A keyvi index is a simple key value store that lets you read and write. Because keyvi's data structure is immutable, writes are not immediate, the index works "near realtime". This means the data is available after a refresh in the background (default every 1s
) or after an explicit Flush
.
A keyvi index creates so called segments in the background, reads have to lookup data in all segments, that's why segments get merged. Segments are merged in parallel, a heuristic chooses which segments to merge for good performance. Eventually a keyvi index consists of 1 segment, which is 1 keyvi file. If you look for more information, you can read how Lucene works, keyvi index uses works similar to it.
To use a keyvi index import the keyvi.index
module:
import keyvi.index
A keyvi index is created with:
index = keyvi.index.Index("test-index")
The 1st argument is a directory, this is where all files are stored. The directory does not need to exist but is created for you, if necessary. Best, keep this directory untouched and let keyvi index do its job. To re-open an existing index, use the same arguments.
A simple set operation:
index.Set("a", "42")
and get:
m = index.Get('a')
print(m.GetValue())
For Set
you pass the key with the first argument and the value, which must be a string, as second argument. Get
returns match object if the lookup found something, None
otherwise.
With MSet
you can add several values add once:
index.MSet([('c', 'value_1'), ('d', 'value_2')])
With Delete
you can delete keys:
index.Delete('d')
Written keys are not immediatly retrievable, but only after a refresh has happened. This happens automatically, if you want to force a flush yourself you can call Flush
:
index.Flush()
You can only have one index that writes, within the same python process you can use the same index instance and write from multiple threads (keyvi internally queues all write requests). If you want to use the index from another process you can open it read-only:
index = keyvi.index.ReadOnlyIndex("test-index")

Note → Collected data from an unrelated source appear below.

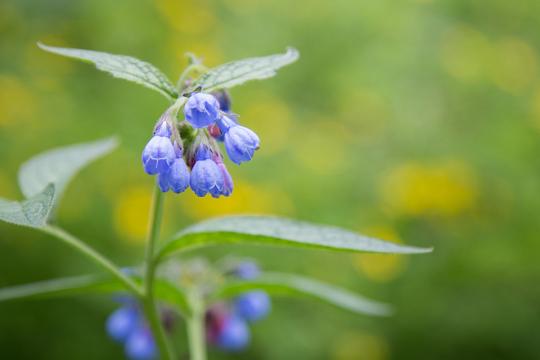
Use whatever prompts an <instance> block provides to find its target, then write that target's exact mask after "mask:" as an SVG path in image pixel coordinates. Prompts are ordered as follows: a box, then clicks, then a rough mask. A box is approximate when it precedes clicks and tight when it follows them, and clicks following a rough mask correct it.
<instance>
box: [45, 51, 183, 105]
mask: <svg viewBox="0 0 540 360" xmlns="http://www.w3.org/2000/svg"><path fill="white" fill-rule="evenodd" d="M38 46H39V47H40V48H41V49H43V50H45V51H49V52H51V53H54V54H58V55H63V56H67V57H70V58H74V59H79V60H83V61H87V62H90V63H93V64H94V65H96V67H97V68H98V69H99V70H101V71H105V72H108V73H109V74H111V75H112V76H114V77H117V78H120V79H125V80H129V81H133V82H135V83H138V84H141V85H143V86H146V87H147V88H150V89H153V90H157V91H159V92H160V93H162V94H163V95H165V96H166V97H167V98H168V99H174V98H176V97H178V92H177V91H176V88H175V87H174V85H173V84H172V83H171V82H170V81H169V79H167V77H166V76H165V75H164V74H163V73H162V72H161V71H160V70H159V69H157V68H156V67H155V66H154V65H152V64H150V63H148V62H146V61H142V60H139V59H136V58H134V57H131V56H125V55H114V54H109V53H105V52H99V51H93V50H83V49H71V48H61V47H54V46H48V45H45V44H41V43H38Z"/></svg>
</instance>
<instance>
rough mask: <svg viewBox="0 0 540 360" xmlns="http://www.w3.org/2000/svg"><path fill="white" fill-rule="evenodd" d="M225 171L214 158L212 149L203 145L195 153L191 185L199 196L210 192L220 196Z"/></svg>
mask: <svg viewBox="0 0 540 360" xmlns="http://www.w3.org/2000/svg"><path fill="white" fill-rule="evenodd" d="M223 184H224V179H223V173H222V172H221V170H220V169H219V167H218V165H217V164H216V163H215V162H214V160H212V153H211V151H210V149H209V148H208V147H207V146H205V145H201V146H199V148H198V149H197V152H196V153H195V165H193V168H192V169H191V177H190V186H191V189H192V190H193V192H194V193H195V194H197V196H201V197H202V196H205V195H206V194H207V193H210V194H211V195H212V196H214V197H218V196H219V195H220V194H221V191H222V190H223Z"/></svg>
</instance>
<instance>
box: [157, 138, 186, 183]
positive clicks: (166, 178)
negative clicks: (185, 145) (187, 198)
mask: <svg viewBox="0 0 540 360" xmlns="http://www.w3.org/2000/svg"><path fill="white" fill-rule="evenodd" d="M175 150H176V159H174V162H173V163H172V165H171V167H170V169H169V171H167V172H166V173H162V174H159V175H158V184H159V187H160V189H161V191H163V192H167V191H169V189H171V190H172V191H173V192H175V193H177V194H179V193H181V192H183V191H185V190H186V189H187V188H188V186H189V170H188V168H187V165H186V162H185V161H184V158H183V157H182V149H181V148H180V147H179V146H176V147H175Z"/></svg>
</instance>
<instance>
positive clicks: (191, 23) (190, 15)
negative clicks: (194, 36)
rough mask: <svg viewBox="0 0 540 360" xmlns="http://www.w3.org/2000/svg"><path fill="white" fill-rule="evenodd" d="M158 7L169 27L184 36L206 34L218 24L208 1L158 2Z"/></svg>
mask: <svg viewBox="0 0 540 360" xmlns="http://www.w3.org/2000/svg"><path fill="white" fill-rule="evenodd" d="M156 6H157V8H158V10H159V12H160V14H161V15H162V16H163V17H164V18H165V20H166V21H167V23H168V24H169V26H170V27H171V28H173V29H174V30H176V31H179V32H181V33H184V34H195V35H198V34H203V33H206V32H208V31H209V30H211V29H212V28H213V27H214V25H215V23H216V18H215V16H214V14H213V13H212V12H211V10H210V6H209V4H208V2H207V1H201V0H156Z"/></svg>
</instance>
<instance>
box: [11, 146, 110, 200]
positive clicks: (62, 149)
mask: <svg viewBox="0 0 540 360" xmlns="http://www.w3.org/2000/svg"><path fill="white" fill-rule="evenodd" d="M117 144H118V142H117V141H116V139H114V138H108V139H104V140H99V141H95V142H91V143H84V144H77V145H70V146H65V147H61V148H56V149H53V150H49V151H46V152H44V153H41V154H39V155H37V156H35V157H33V158H31V159H30V160H28V161H27V162H25V163H24V164H23V165H22V166H21V168H20V169H19V186H20V188H21V191H22V192H23V194H24V196H26V197H31V196H34V195H35V194H37V193H39V192H40V191H42V190H43V188H44V187H45V186H46V185H47V184H49V183H53V184H54V185H55V188H56V201H55V202H56V203H57V202H58V199H59V198H60V197H61V196H62V193H63V191H64V189H65V187H66V185H67V184H68V182H69V181H70V180H71V178H72V177H73V176H74V175H75V174H76V173H77V172H78V171H79V170H80V169H81V168H82V167H84V166H86V165H87V164H88V163H90V162H91V161H93V160H95V159H97V158H99V157H101V156H103V155H105V154H107V153H109V152H110V151H112V150H113V149H114V148H115V147H116V146H117Z"/></svg>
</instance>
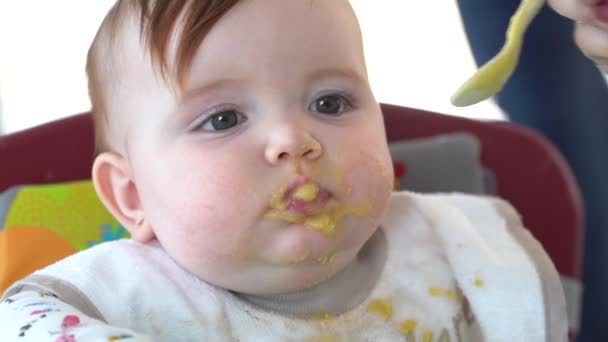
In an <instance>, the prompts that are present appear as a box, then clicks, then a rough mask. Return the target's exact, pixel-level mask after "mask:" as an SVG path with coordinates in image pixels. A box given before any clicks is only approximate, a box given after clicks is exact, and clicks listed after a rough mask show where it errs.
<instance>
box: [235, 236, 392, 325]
mask: <svg viewBox="0 0 608 342" xmlns="http://www.w3.org/2000/svg"><path fill="white" fill-rule="evenodd" d="M386 258H387V241H386V236H385V234H384V231H383V230H382V228H379V229H378V230H376V233H374V235H373V236H372V237H371V238H370V239H369V240H368V241H367V242H366V243H365V245H364V246H363V248H361V251H359V254H357V257H356V258H355V259H354V260H353V262H351V263H350V264H349V265H348V266H346V268H345V269H343V270H342V271H340V272H338V273H337V274H336V275H334V276H333V277H331V278H329V279H327V280H326V281H324V282H322V283H320V284H318V285H316V286H314V287H311V288H308V289H305V290H302V291H298V292H293V293H287V294H277V295H251V294H244V293H235V294H236V295H237V296H238V297H239V298H241V299H242V300H244V301H246V302H248V303H250V304H253V305H255V306H257V307H260V308H262V309H265V310H269V311H273V312H276V313H279V314H283V315H286V316H295V317H317V316H320V317H322V316H324V315H338V314H341V313H344V312H346V311H348V310H351V309H352V308H354V307H356V306H357V305H359V304H361V303H362V302H363V301H364V300H365V299H366V298H367V297H368V296H369V295H370V293H371V291H372V290H373V289H374V287H375V285H376V283H377V281H378V279H379V277H380V275H381V273H382V271H383V269H384V264H385V263H386Z"/></svg>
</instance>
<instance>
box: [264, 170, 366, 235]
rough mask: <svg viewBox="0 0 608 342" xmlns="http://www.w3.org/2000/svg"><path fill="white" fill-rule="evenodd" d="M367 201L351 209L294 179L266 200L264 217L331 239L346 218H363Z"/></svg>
mask: <svg viewBox="0 0 608 342" xmlns="http://www.w3.org/2000/svg"><path fill="white" fill-rule="evenodd" d="M370 209H371V202H370V203H365V204H363V205H361V206H357V207H353V206H350V205H346V204H344V203H341V202H340V201H338V200H337V198H336V197H334V195H333V194H332V193H331V192H330V191H329V190H326V189H323V188H322V187H321V186H319V184H318V183H316V182H314V181H312V180H310V179H308V178H306V177H298V178H296V179H295V180H294V181H293V182H292V183H291V184H290V185H289V186H288V187H287V189H286V190H284V191H282V192H279V194H278V195H277V196H275V197H273V199H272V200H271V201H270V206H269V208H268V210H267V211H266V213H265V215H264V217H265V218H267V219H271V220H279V221H285V222H291V223H296V224H304V225H306V226H308V227H309V228H311V229H313V230H316V231H318V232H320V233H322V234H324V235H327V236H333V235H335V234H336V233H337V231H338V230H339V228H340V227H341V226H342V224H343V222H344V220H345V219H346V217H347V216H351V215H354V216H358V217H362V216H365V215H366V214H367V213H368V212H369V211H370Z"/></svg>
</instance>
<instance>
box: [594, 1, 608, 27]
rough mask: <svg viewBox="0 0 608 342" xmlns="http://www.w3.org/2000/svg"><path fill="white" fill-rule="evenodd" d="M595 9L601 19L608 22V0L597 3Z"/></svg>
mask: <svg viewBox="0 0 608 342" xmlns="http://www.w3.org/2000/svg"><path fill="white" fill-rule="evenodd" d="M593 11H594V12H595V17H596V18H597V19H598V20H599V21H601V22H604V23H608V0H602V1H600V2H598V3H597V4H595V6H594V9H593Z"/></svg>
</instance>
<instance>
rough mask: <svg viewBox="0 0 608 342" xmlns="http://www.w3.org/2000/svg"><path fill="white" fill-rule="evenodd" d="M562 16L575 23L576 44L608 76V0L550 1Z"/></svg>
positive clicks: (575, 36) (551, 6) (552, 6)
mask: <svg viewBox="0 0 608 342" xmlns="http://www.w3.org/2000/svg"><path fill="white" fill-rule="evenodd" d="M548 2H549V5H550V6H551V7H553V9H555V10H556V11H557V12H558V13H560V14H561V15H563V16H565V17H568V18H570V19H572V20H574V21H575V23H576V31H575V39H576V44H577V45H578V47H579V48H580V49H581V51H582V52H583V53H584V54H585V55H587V57H589V58H590V59H591V60H593V61H594V62H595V63H596V64H597V65H598V66H599V67H600V69H602V70H603V71H604V72H605V73H607V74H608V0H548Z"/></svg>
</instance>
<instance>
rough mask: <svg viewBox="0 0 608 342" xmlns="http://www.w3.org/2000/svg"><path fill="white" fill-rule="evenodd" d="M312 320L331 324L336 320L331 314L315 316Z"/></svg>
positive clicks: (323, 322) (312, 315)
mask: <svg viewBox="0 0 608 342" xmlns="http://www.w3.org/2000/svg"><path fill="white" fill-rule="evenodd" d="M310 319H311V320H313V321H321V322H323V323H331V322H333V321H334V318H333V317H332V316H331V315H330V314H315V315H312V316H310Z"/></svg>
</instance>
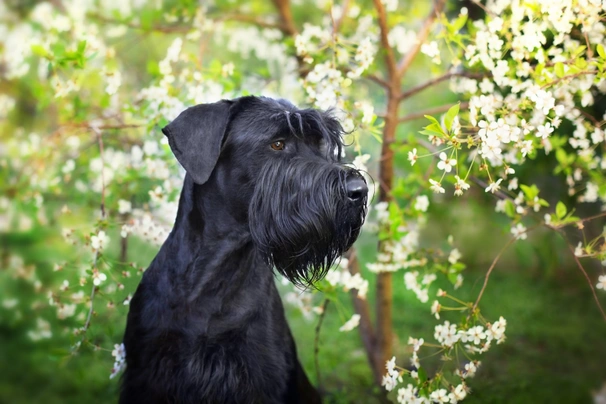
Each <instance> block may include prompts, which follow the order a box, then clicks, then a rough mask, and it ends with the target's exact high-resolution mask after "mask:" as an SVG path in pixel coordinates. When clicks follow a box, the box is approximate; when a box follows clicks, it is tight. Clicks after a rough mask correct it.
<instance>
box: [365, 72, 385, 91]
mask: <svg viewBox="0 0 606 404" xmlns="http://www.w3.org/2000/svg"><path fill="white" fill-rule="evenodd" d="M365 77H366V78H367V79H368V80H370V81H374V82H375V83H377V84H378V85H380V86H381V87H383V88H389V83H388V82H386V81H385V80H383V79H382V78H380V77H379V76H377V75H376V74H369V75H368V76H365Z"/></svg>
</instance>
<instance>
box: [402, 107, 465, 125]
mask: <svg viewBox="0 0 606 404" xmlns="http://www.w3.org/2000/svg"><path fill="white" fill-rule="evenodd" d="M453 105H454V104H447V105H440V106H439V107H434V108H428V109H426V110H424V111H420V112H413V113H410V114H408V115H404V116H403V117H402V118H400V119H398V122H399V123H404V122H408V121H414V120H415V119H421V118H423V117H425V115H433V114H439V113H442V112H446V111H448V110H449V109H450V108H451V107H452V106H453ZM459 108H460V110H461V111H463V110H466V109H467V108H469V103H468V102H462V103H461V106H460V107H459Z"/></svg>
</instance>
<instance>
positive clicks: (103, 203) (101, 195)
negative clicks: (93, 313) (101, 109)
mask: <svg viewBox="0 0 606 404" xmlns="http://www.w3.org/2000/svg"><path fill="white" fill-rule="evenodd" d="M90 128H91V129H92V130H93V132H95V135H96V136H97V141H98V143H99V157H100V159H101V163H102V166H101V205H100V210H101V219H102V220H105V218H106V211H105V174H104V171H105V160H104V155H103V154H104V153H103V137H102V136H101V131H100V130H99V129H98V128H95V127H92V126H91V127H90ZM100 251H101V249H97V250H95V255H94V258H93V268H96V267H97V262H98V261H99V254H100ZM96 290H97V286H96V285H95V283H94V282H93V288H92V290H91V293H90V309H89V310H88V315H87V317H86V322H85V323H84V328H83V329H82V330H83V331H84V332H86V330H88V327H90V322H91V319H92V317H93V308H94V306H93V301H94V299H95V291H96Z"/></svg>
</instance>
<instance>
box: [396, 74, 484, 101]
mask: <svg viewBox="0 0 606 404" xmlns="http://www.w3.org/2000/svg"><path fill="white" fill-rule="evenodd" d="M452 77H468V78H474V79H480V78H482V77H486V75H485V74H482V73H469V72H448V73H446V74H443V75H441V76H439V77H434V78H433V79H431V80H429V81H426V82H425V83H422V84H419V85H418V86H415V87H413V88H411V89H410V90H407V91H404V92H403V93H402V94H400V100H405V99H407V98H410V97H412V96H413V95H415V94H417V93H420V92H421V91H423V90H425V89H426V88H429V87H431V86H433V85H436V84H438V83H441V82H442V81H446V80H448V79H450V78H452Z"/></svg>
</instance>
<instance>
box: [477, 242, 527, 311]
mask: <svg viewBox="0 0 606 404" xmlns="http://www.w3.org/2000/svg"><path fill="white" fill-rule="evenodd" d="M526 231H527V232H528V231H529V230H526ZM516 240H517V237H512V238H510V239H509V241H508V242H507V244H505V245H504V246H503V248H501V251H499V253H498V254H497V256H496V257H495V258H494V260H493V261H492V264H491V265H490V268H488V271H487V272H486V275H485V276H484V285H482V289H480V294H479V295H478V297H477V299H476V302H475V303H474V304H473V307H472V308H471V312H470V315H472V314H473V313H474V312H475V311H476V309H477V307H478V304H479V303H480V300H481V299H482V295H483V294H484V290H486V286H487V285H488V279H489V278H490V274H491V273H492V270H493V269H494V267H495V266H496V265H497V262H499V259H500V258H501V255H503V253H504V252H505V250H507V248H509V246H510V245H512V244H513V243H514V242H515V241H516Z"/></svg>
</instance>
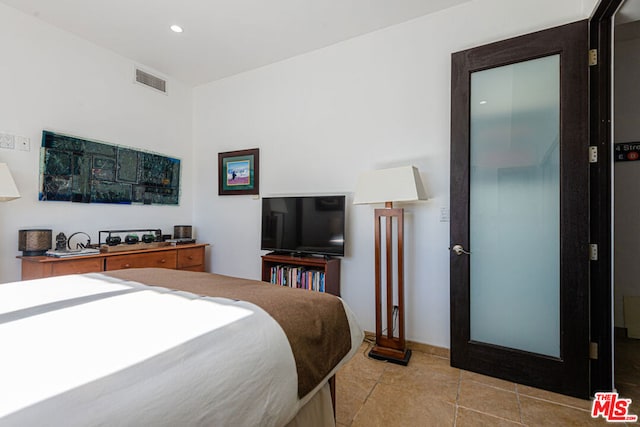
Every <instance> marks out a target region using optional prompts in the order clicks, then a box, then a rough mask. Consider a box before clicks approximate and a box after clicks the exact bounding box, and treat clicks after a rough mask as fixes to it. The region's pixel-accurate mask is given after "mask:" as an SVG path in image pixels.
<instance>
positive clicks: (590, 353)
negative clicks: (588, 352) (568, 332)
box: [589, 342, 598, 360]
mask: <svg viewBox="0 0 640 427" xmlns="http://www.w3.org/2000/svg"><path fill="white" fill-rule="evenodd" d="M589 359H591V360H598V343H597V342H590V343H589Z"/></svg>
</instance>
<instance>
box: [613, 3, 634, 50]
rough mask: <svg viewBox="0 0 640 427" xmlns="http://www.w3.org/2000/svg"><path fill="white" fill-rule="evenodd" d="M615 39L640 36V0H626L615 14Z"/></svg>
mask: <svg viewBox="0 0 640 427" xmlns="http://www.w3.org/2000/svg"><path fill="white" fill-rule="evenodd" d="M615 25H616V27H615V40H616V41H623V40H633V39H638V38H640V1H639V0H626V1H625V2H624V3H623V4H622V6H621V7H620V9H618V11H617V12H616V14H615Z"/></svg>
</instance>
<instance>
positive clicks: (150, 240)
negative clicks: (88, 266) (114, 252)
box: [98, 228, 195, 252]
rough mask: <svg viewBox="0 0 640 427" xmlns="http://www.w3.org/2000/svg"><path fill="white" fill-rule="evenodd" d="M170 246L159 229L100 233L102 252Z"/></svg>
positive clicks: (149, 228)
mask: <svg viewBox="0 0 640 427" xmlns="http://www.w3.org/2000/svg"><path fill="white" fill-rule="evenodd" d="M139 233H142V241H140V237H139V235H138V234H139ZM194 243H195V242H194ZM170 244H171V243H169V242H163V241H162V230H161V229H159V228H137V229H127V230H101V231H98V247H99V248H100V252H122V251H132V250H145V249H153V248H161V247H164V246H169V245H170Z"/></svg>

A readonly index only has only read methods, e.g. Get
but no write methods. As for a read-write index, writes are near realtime, which means a write from the process that has the read-write index open is not immediatly visible in the readonly index. Firest a flush in the read-write and than a refresh in the read-only index is required to make a change visible. (The default 1s
for each, which means worst-case a write takes 2s
to be visible).
Because keyvi uses memory mapping, opening an index in several processes does not increase memory consumption for the index, but only requires some negligible small data structures as holders.